Foto: Uni Heidelberg

Als akademische Rätin am Institut für Geschichte und Ethik der Medizin liegt mein Schwerpunkt in Forschung und Lehre gegenwärtig im Bereich der Medizin- und Pflegeethik. Die interdisziplinäre Auseinandersetzung mit der Entwicklung und Anwendung biomedizinischer Studienergebnisse sowie neuerer Technologien bietet mir zugleich die Gelegenheit, weiterhin wissenschaftsphilosophische Fragestellungen zu verfolgen. Meine diversen Interessen aus den Bereichen der praktischen und theoretischen Philosophie lassen sich vielleicht am besten unter dem Begriff der Medizinphilosophie zusammenfassen. Gemeinsam ist diesen Bereichen ein stark interdisziplinärer Charakter.

Bis zum Abschluss meiner Dissertation und Wechsel in die Medizinethik stand die theoretische Philosophie im Mittelpunkt meines philosophischen Interesses – während meiner Promotion die Wissenschaftsphilosophie, in meinem vorhergehenden Studium vor allem die Kant‘sche Erkenntnistheorie. Mein Studium der Philosophie und Ethnologie habe ich an der Universität Heidelberg mit einer Magisterarbeit zum intellektuellen Existenzbewusstsein bei Kant abgeschlossen. Die Kant’sche Kritik des menschlichen Erkenntnisvermögens, insbesondere der teleologischen Urteilskraft, hat einen nachhaltigen Einfluss auf mein Denken und meine Auseinandersetzung mit wissenschaftlichen sowie biomedizinischen Fragestellungen ausgeübt.

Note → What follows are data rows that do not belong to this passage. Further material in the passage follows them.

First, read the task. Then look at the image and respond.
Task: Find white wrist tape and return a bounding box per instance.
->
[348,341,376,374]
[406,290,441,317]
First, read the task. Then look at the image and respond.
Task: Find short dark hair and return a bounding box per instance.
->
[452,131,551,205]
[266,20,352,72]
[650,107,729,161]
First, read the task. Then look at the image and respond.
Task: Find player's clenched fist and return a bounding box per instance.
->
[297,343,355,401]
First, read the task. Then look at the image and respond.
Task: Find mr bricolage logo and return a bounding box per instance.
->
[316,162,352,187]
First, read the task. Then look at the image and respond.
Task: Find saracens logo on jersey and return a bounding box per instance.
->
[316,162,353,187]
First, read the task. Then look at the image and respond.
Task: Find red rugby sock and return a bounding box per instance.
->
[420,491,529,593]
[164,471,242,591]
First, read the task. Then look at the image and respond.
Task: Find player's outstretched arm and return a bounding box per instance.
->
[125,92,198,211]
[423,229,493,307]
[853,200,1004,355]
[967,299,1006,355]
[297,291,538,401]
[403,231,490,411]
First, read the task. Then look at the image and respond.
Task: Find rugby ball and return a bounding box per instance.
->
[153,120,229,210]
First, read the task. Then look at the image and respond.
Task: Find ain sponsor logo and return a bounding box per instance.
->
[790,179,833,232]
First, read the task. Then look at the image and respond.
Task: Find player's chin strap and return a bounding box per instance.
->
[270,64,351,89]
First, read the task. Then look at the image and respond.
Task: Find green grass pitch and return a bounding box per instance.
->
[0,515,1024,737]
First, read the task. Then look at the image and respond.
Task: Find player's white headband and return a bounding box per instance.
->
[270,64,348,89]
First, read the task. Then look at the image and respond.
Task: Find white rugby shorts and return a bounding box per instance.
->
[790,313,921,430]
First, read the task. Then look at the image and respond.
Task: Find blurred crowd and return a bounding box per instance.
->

Im Rahmen meiner Promotion an der Université du Luxembourg und der Ruprecht-Karls-Universität Heidelberg habe ich mich näher mit dem Verhältnis von wissenschaftlicher und alltäglicher Erkenntnis auseinander gesetzt. Mein Dissertationsprojekt war inspiriert von der Frage, ob der Wissenschaft tatsächlich immer ein erkenntnistheoretischer Primat gegenüber den alltäglichen Wissensformen zugesprochen werden muss, oder nicht vielmehr beiden Wissensformen ihre jeweilige Berechtigung zugesprochen werden kann, ohne allerdings in einen erkenntnis- und wissenschaftstheoretischen Relativismus zu verfallen.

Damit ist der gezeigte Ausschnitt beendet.